Paradoxically, stablecoins won’t crash, but can land to safety with the slide of the USD from its global reserve currency position. However, that won’t be good news to cryptocurrencies at large.
The academics largely got it wrong in the past decade regarding the cryptocurrencies because they failed to factor in the waning power of the United States. The U.S. has lost both willingness and political power to maintain absolute control globally. Its regulators moved too slowly to defend the USD’s global interests. Meanwhile, the internet moved from fear of creating any digital USD alternatives (e-gold) to that any individual can do ICO. Now, there is no willingness to regulate cryptocurrencies as long as the market is high and people make money.
The waning power of the United States is both a blessing and a curse to the cryptocurrencies.
At the moment, the cryptocurrencies need a powerful democracy that can maintain global hegemony. Without global hegemony, cryptocurrencies will face real issues with intermittent internet connectivities, difficulties of consensus convergence, widely-fluctuating exchange rates against commodities. With any form of government other than democracy, powerful authoritarian or dictatorial governments simply cannot tolerate the loss of capital control.
There could be alternative scenarios that cryptocurrencies succeed without the United States. Central operators need to grow to be powerful transnational entities that have controlling shares in commodities and other life essentials globally, potentially have their own enforcement militias to maintain such hegemony. This scenario has been explored in other anarchist’s readings extensively since the 1980s (or earlier). The problem, of course, is that such a transition of power takes time.

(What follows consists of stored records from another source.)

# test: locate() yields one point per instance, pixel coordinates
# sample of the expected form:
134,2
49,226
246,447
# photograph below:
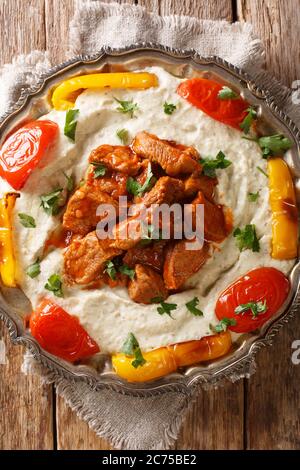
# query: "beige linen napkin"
128,422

To believe in cryptocurrencies, you have to simultaneously believe that the U.S. power is waning and it can maintain global hegemony for an extended time. However paradoxical this proposition is, it increasingly seems to be a likely scenario for the next 15 years. Will this be the Goldilocks situation for cryptocurrencies? I don’t really know, and the readers, you have to make up your own mind.
What about KYC (“Know Your Customer”) rules?

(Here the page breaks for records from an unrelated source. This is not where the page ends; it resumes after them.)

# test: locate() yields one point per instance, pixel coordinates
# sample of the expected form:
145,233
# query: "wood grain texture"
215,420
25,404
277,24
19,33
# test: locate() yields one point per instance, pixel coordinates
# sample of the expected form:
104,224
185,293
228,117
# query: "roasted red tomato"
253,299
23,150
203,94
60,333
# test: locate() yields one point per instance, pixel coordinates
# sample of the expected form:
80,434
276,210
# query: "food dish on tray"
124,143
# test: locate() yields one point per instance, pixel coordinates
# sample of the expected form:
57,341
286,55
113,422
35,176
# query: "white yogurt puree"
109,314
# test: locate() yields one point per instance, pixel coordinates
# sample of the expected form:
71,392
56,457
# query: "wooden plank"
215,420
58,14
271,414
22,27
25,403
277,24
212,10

If anything, this limits the number of centralized exchanges that can do stablecoin / USD pair. Limited number of centralized exchanges also means that it is easier to collude and fix pricing.
What about increasing regulations / self-regulations on USD?
The heavy regulations on USD (such as KYC rules mentioned prior) and recent news about self-regulations on USD (MasterCard / OnlyFans speculations) suggest the political willingness to regulate. However, USD is an easier target for politicians because no one else profits from USD other than the United States itself. Piling regulations on USD to “save our children” is an easy win in democracies. Piling regulations on cryptocurrencies because regular people make money on it (while the market is high) is a political suicide.
The imbalance of regulations against USD and the no regulations against stablecoins only reinforces the ability to do capital control from centralized exchanges. As long as these regulations exist in one form or another, it is much easier to accept the capital controls imposed by exchanges because you cannot do X with USD but can with stablecoins.
What about utility values of cryptocurrencies?
While there are utility values from cryptocurrencies, I am trying to explore alternative frameworks to assess based on power structures rather than the underlying utility values provided by a technology. This essay treats transition to cryptocurrencies as any other transitions: yes, there are utility values to motivate the transition in the first place. But ultimately, it is about people, especially people in power to make decisions on actions and inactions.
What can go wrong?
A lot. People can do stupid things. No amount of rosy scenario planning can prevent that.